親元を離れて通っていた2校目の大学を中退して、殆ど同じ時期、元々片方だった親が死んでしまって、もう、実家に戻って、すぐ近くの老人ホームかなにかで働こうと思っていた矢先に、とあるコネと縁で繋がった会社がここだった。広告宣伝を一切行わずにそこそこのお家ばかり相手にしている老舗の、家事代行と、ベビーシッターサービスの業者だった。運営陣の、要するに大卒の正社員入社試験がかなり難しいらしい、と実務の先輩の女性が噂していたけれど、私達には関係のない話だった。我々実務の殆どがコネ入社だそうだから。社長が社長の人脈で直々にとってくる仕事が多いので、実務の作業員だけは、社長が直接人柄や生い立ちをまあまあ把握しているような、要するに知り合いとか、知り合いの知り合い、を積極的に使っているのだと聞いた。私は、使っていただいた際に飛び抜けていい評判があるというわけではないけれど、男性の作業員を強く希望されるお客様が一定数いるので、便利使いはされている。これも、実務の先輩の女性が噂していた。
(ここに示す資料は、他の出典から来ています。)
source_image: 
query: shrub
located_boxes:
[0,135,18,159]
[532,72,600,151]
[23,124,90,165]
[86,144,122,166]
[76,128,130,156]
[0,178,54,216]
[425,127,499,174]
私が雇われてすぐの頃は、作業員の方に、つい先日まで学生だった男が入ってきたのが珍しかったらしく、受ける部署を間違えたのか、とよくからかわれた。社長が私を県さんに紹介して、県さんのお家に雇われることが決まって直ぐに提示された、1日5時間週6回というその時間量と、駐車場お貸しできますからお車でどうぞとか、仕事道具についてとかをテキパキと提案されたのとで、県さんに対して、この方も、慣れたもんだな、何人取っ替え引っ替え雇ってきたんだろう、と不安に思った記憶がある。とりあえずは馴染んで、国丸さんをよろしく、ともいいつかって少し、それなりの期間勤めてわかったことは、ここは独特の、一種浮世離れしたとも言えるペースに守られたお家だということだった。私が、国丸さんを、男の子ではあるけれどお姫様のようだと感じるのは、そのせいかもしれない。県さんはそんな国丸さんを心配していらっしゃった。「あの子は文句も言わないし、反抗期も来なさそうだし、赤ちゃんと時から、おしゃぶり咥えさせれば直ぐ泣き止むし、手がかからなすぎる。物分かりが良すぎて、張り合いがない」と言ったことを漏らしていらした。クールなお母さんだと初めは思っていたけれど、県さんは、国丸さんのことをとても心配されている。愛していらっしゃる。ただ、それをおくびには出さない。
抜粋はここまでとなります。